Let’s take a look at **TNA**, for example. It’s a **3x leveraged ETF on the Russell 2000 index** (RUT). TNA has a goal to **replicate the RUT’s daily return three times**. It may look like a tempting long-term investment. Instead of opening a position in Russell (through ETF IWM for example), you can open a position in TNA for just 1/3 of your intended allocation. You’d save 2/3 of your money, which can be used for other opportunities. Well, that would be nice, but there’s no free lunch. **Leveraged ETFs slowly decay in value over time**, which is a sort of tax we pay for the higher leverage they offer. They are really not suitable for long term holding. For instance, the TNA decays because of the compounding effect. In order to keep the leverage ratio at 300%, the fund’s portfolio manager has to rebalance positions each day. That’s because each movement in the price of the ETF changes the leverage ratio of the fund. And daily rebalancing is causing a loss of value.

I’ll demonstrate the **compounding effect** in a simple example. Let’s say you buy some shares for $100. The stock rises by 10% on day 1. Your investment grows in value. The next day the stock falls 10%. So one day up 10% and the next day down 10%. Maybe you think your investment is on par. Well, in fact, your stock is now worth only $99. This simple calculation proves it:

$100 * 1.10 = $110

$110 * 0.90 = $99

This effect is universal. However, the problem with leveraged ETFs is twofold. First, they don’t just hold some stocks, their goal is to replicate some leverage ratio daily, so they have to rebalance in order to do it. And second, the higher leverage ratio (2x or even 3x is common) strongly amplifies the decay in value over the longer term.

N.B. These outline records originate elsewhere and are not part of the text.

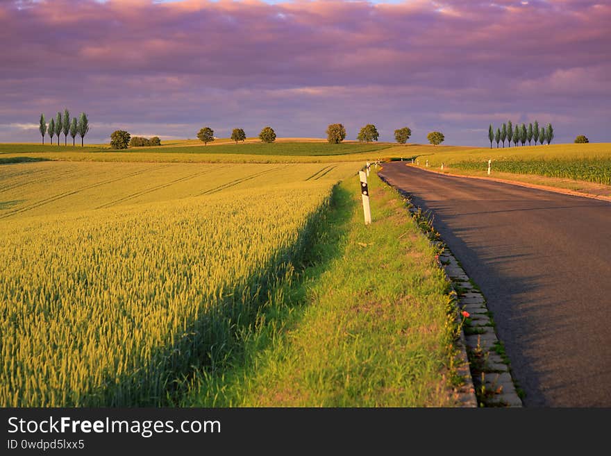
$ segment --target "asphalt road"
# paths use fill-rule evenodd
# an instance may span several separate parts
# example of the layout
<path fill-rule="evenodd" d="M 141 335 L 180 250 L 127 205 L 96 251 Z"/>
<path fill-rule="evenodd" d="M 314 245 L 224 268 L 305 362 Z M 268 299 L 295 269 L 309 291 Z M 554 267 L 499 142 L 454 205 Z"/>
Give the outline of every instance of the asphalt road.
<path fill-rule="evenodd" d="M 611 407 L 611 203 L 401 162 L 380 174 L 481 288 L 524 405 Z"/>

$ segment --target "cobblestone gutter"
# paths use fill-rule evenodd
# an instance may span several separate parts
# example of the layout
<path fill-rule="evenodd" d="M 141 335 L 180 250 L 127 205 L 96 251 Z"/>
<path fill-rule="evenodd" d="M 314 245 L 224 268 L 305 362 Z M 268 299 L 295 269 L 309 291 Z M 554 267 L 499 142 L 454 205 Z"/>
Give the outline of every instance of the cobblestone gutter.
<path fill-rule="evenodd" d="M 383 176 L 380 178 L 390 185 Z M 408 193 L 393 188 L 406 199 L 412 217 L 421 214 L 421 210 L 411 203 Z M 451 282 L 454 291 L 451 294 L 456 299 L 459 309 L 457 318 L 462 323 L 457 341 L 458 373 L 464 380 L 458 391 L 460 402 L 463 407 L 522 407 L 519 390 L 511 376 L 509 360 L 503 344 L 496 338 L 485 298 L 450 249 L 442 242 L 436 242 L 444 248 L 439 260 Z"/>

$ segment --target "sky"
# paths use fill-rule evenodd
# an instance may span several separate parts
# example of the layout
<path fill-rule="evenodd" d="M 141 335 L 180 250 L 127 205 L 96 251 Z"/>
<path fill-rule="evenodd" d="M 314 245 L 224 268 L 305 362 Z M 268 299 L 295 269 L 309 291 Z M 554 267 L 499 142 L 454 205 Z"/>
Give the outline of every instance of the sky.
<path fill-rule="evenodd" d="M 0 0 L 0 142 L 65 108 L 90 142 L 342 123 L 485 146 L 535 119 L 611 142 L 610 24 L 606 0 Z"/>

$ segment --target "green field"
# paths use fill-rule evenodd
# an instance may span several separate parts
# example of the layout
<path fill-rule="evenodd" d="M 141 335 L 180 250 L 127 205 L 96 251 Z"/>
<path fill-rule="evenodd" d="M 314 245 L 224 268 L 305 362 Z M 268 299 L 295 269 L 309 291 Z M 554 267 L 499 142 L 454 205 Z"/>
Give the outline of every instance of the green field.
<path fill-rule="evenodd" d="M 530 174 L 611 185 L 611 144 L 608 143 L 440 151 L 417 159 L 420 167 L 428 160 L 431 168 L 439 169 L 443 163 L 449 171 L 473 175 L 483 175 L 492 160 L 493 176 Z"/>
<path fill-rule="evenodd" d="M 276 289 L 260 317 L 267 324 L 215 369 L 196 371 L 180 405 L 456 405 L 455 310 L 437 251 L 373 174 L 365 226 L 359 187 L 352 179 L 337 188 L 312 264 Z"/>
<path fill-rule="evenodd" d="M 334 400 L 312 395 L 299 403 L 453 403 L 447 297 L 435 252 L 387 194 L 380 196 L 380 208 L 390 205 L 376 214 L 375 230 L 364 230 L 355 177 L 362 162 L 156 162 L 149 155 L 0 164 L 0 405 L 199 403 L 201 378 L 216 381 L 221 371 L 229 378 L 228 363 L 239 367 L 235 354 L 255 355 L 249 341 L 281 340 L 281 330 L 301 326 L 296 316 L 310 307 L 328 308 L 317 319 L 348 321 L 340 305 L 364 296 L 383 325 L 369 317 L 350 323 L 362 347 L 348 343 L 351 326 L 307 356 L 329 364 L 324 375 L 336 380 L 345 362 L 358 367 L 350 375 L 370 378 L 358 390 L 344 385 L 343 395 L 333 382 Z M 146 160 L 126 160 L 135 156 Z M 336 187 L 342 179 L 351 183 Z M 408 234 L 401 242 L 399 230 Z M 375 283 L 355 280 L 359 271 L 344 267 L 362 241 L 379 262 Z M 287 314 L 274 320 L 268 311 L 278 303 Z M 306 316 L 303 343 L 319 338 Z M 325 360 L 327 343 L 340 344 L 330 353 L 344 361 Z M 392 355 L 374 350 L 387 343 Z M 285 357 L 297 362 L 300 350 Z M 287 372 L 276 377 L 278 388 Z M 250 385 L 262 387 L 254 374 Z M 234 391 L 222 403 L 258 403 L 251 388 Z"/>
<path fill-rule="evenodd" d="M 278 142 L 265 144 L 261 142 L 234 144 L 223 142 L 220 144 L 210 143 L 205 146 L 201 142 L 199 144 L 178 143 L 176 145 L 165 145 L 158 147 L 131 147 L 119 151 L 120 153 L 193 153 L 193 154 L 239 154 L 247 155 L 287 155 L 291 157 L 316 157 L 319 155 L 341 155 L 351 153 L 362 153 L 381 151 L 391 147 L 387 143 L 355 143 L 349 142 L 339 144 L 330 144 L 327 142 Z M 214 145 L 213 145 L 214 144 Z M 40 153 L 42 152 L 117 152 L 108 146 L 51 146 L 49 144 L 0 144 L 0 154 Z"/>

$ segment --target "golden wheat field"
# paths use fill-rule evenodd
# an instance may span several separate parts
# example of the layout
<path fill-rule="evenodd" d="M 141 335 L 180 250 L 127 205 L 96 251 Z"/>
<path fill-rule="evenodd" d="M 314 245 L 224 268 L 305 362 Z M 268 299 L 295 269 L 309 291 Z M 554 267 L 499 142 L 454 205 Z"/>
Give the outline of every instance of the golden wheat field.
<path fill-rule="evenodd" d="M 0 166 L 0 405 L 163 403 L 358 167 Z"/>

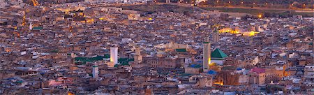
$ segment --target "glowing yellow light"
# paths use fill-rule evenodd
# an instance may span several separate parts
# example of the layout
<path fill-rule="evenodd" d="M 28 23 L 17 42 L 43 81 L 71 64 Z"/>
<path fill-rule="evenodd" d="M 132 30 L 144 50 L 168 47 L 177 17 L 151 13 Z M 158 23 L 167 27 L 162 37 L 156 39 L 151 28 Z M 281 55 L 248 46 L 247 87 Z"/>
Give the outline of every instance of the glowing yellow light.
<path fill-rule="evenodd" d="M 211 64 L 211 58 L 208 58 L 208 65 L 209 66 Z"/>

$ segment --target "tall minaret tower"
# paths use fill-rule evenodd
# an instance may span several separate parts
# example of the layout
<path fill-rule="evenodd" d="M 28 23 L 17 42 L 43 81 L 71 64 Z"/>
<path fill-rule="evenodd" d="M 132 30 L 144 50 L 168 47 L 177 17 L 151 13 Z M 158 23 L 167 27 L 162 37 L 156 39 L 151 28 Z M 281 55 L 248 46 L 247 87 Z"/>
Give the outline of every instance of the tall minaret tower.
<path fill-rule="evenodd" d="M 141 55 L 141 50 L 140 50 L 140 48 L 135 48 L 135 54 L 134 55 L 134 62 L 135 64 L 140 64 L 142 63 L 143 61 L 143 57 Z"/>
<path fill-rule="evenodd" d="M 217 28 L 215 28 L 215 30 L 214 30 L 214 43 L 217 43 L 219 41 L 220 37 L 219 37 L 219 32 L 217 30 Z"/>
<path fill-rule="evenodd" d="M 312 38 L 312 50 L 313 50 L 313 62 L 312 65 L 314 64 L 314 31 L 313 31 L 313 38 Z"/>
<path fill-rule="evenodd" d="M 203 43 L 203 71 L 207 72 L 209 64 L 211 63 L 211 43 L 209 43 L 209 37 L 207 36 Z"/>
<path fill-rule="evenodd" d="M 118 48 L 111 47 L 110 48 L 110 61 L 113 62 L 114 64 L 118 64 Z"/>

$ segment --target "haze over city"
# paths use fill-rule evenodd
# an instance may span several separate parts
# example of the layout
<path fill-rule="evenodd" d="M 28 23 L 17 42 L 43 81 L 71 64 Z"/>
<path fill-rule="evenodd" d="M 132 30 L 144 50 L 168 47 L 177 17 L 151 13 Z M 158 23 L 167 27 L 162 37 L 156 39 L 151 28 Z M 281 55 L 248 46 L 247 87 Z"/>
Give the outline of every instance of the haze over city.
<path fill-rule="evenodd" d="M 0 0 L 0 94 L 314 94 L 313 0 Z"/>

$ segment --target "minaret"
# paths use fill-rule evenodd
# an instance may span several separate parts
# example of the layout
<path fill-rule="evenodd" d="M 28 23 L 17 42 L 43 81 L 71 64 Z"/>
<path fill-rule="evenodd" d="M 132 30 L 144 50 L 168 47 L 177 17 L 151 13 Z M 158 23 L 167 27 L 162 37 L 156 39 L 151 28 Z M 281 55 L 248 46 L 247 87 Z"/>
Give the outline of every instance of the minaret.
<path fill-rule="evenodd" d="M 211 43 L 209 43 L 209 37 L 207 36 L 206 41 L 203 43 L 203 71 L 207 72 L 209 64 L 211 63 Z"/>
<path fill-rule="evenodd" d="M 29 30 L 31 30 L 31 29 L 33 29 L 33 24 L 32 23 L 31 23 L 29 24 Z"/>
<path fill-rule="evenodd" d="M 219 32 L 217 30 L 217 28 L 215 28 L 215 30 L 214 30 L 214 43 L 217 43 L 219 41 L 220 37 L 219 37 Z"/>
<path fill-rule="evenodd" d="M 118 48 L 110 48 L 110 61 L 114 64 L 118 64 Z"/>
<path fill-rule="evenodd" d="M 143 60 L 143 57 L 141 55 L 141 50 L 140 50 L 140 48 L 135 48 L 135 54 L 134 55 L 134 62 L 135 64 L 140 64 L 142 63 L 142 61 Z"/>

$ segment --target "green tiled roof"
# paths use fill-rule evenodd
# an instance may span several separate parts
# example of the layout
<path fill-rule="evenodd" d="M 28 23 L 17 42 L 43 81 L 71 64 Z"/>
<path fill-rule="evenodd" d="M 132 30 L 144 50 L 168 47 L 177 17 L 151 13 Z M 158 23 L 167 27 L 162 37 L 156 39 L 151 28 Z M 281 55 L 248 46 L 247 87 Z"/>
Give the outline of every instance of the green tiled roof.
<path fill-rule="evenodd" d="M 218 48 L 216 48 L 215 50 L 214 50 L 214 52 L 211 52 L 211 58 L 225 58 L 228 57 Z"/>
<path fill-rule="evenodd" d="M 41 30 L 43 29 L 43 27 L 33 27 L 33 30 Z"/>
<path fill-rule="evenodd" d="M 186 49 L 185 49 L 185 48 L 178 48 L 178 49 L 176 49 L 176 52 L 186 52 Z"/>
<path fill-rule="evenodd" d="M 236 70 L 237 68 L 234 66 L 224 66 L 221 68 L 221 70 Z"/>
<path fill-rule="evenodd" d="M 125 66 L 125 65 L 129 65 L 128 62 L 134 61 L 134 59 L 129 59 L 129 58 L 120 58 L 118 59 L 118 62 L 120 63 L 120 65 Z"/>
<path fill-rule="evenodd" d="M 104 57 L 103 56 L 97 56 L 95 57 L 75 57 L 74 58 L 75 61 L 82 61 L 83 64 L 86 64 L 86 62 L 94 62 L 96 61 L 103 60 Z"/>

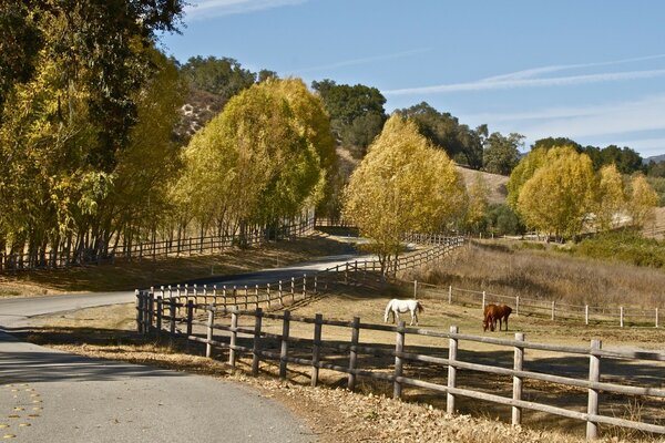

Maybe you think you can get around this by using options. Well, that’s wrong. **Decay effect is propagating directly into options**. Why would a market maker sell an option for $100 if he knows it’ll be worth $99 on the expiration no matter what?

By the way, pricing options on leveraged ETFs is an interesting topic. The decay of an ETF’s value strongly depends on the time to expiration, non-linearly. That just means if an ETF decays by X after 1 week, we can’t say the decay after 3 weeks will be 3*X. It won’t! It can be a wildly different (higher) value.

We can think about the decay as a **tracking error**, i.e. how much an ETF’s price departs from the ideal (leveraged) projection. As I said, tracking error depends on **time**. Besides that, it also strongly depends on realized **interday volatility** during the selected period. However future volatility is not known and therefore tracking error can vary substantially. This uncertainty propagates into options prices. And **where there’s uncertainty, there’s opportunity!**

Enough theory, let’s see these effects in practice. I made a simple script, that demonstrates ETF decay. Take TNA, the triple leveraged ETF I already mentioned, as an example. The first chart shows the **rolling tracking error** since the inception of the ETF. The size of the rolling window over which the tracking error is calculated corresponds to the time span from today (Nov 13th, 2015) and January expiration (Jan 15th, 2016). So it’s approximately two months. The tracking error is displayed as the blue line. Negative values point to theoretical underperformance against the nominally triple long position in the underlying index (RUT). Similarly, positive values highlight periods of overperformance.

Take a look at the **distribution of the tracking error**. For simplicity, we can estimate the expected tracking error over 2 months as a **median** of the distribution, which is **-0.51%** in this case. What does that mean in practical terms? Assume we’d like to open an options position in TNA today (Nov 13th, 2015) using the January expiration. Then we have to expect the price of TNA to decline by 0.51% no matter how the underlying index (Russell 2000) close on the January expiration.

Well, it doesn’t sound like a big drag. Let’s see how the situation changes when we consider a more distant expiration like April 2016.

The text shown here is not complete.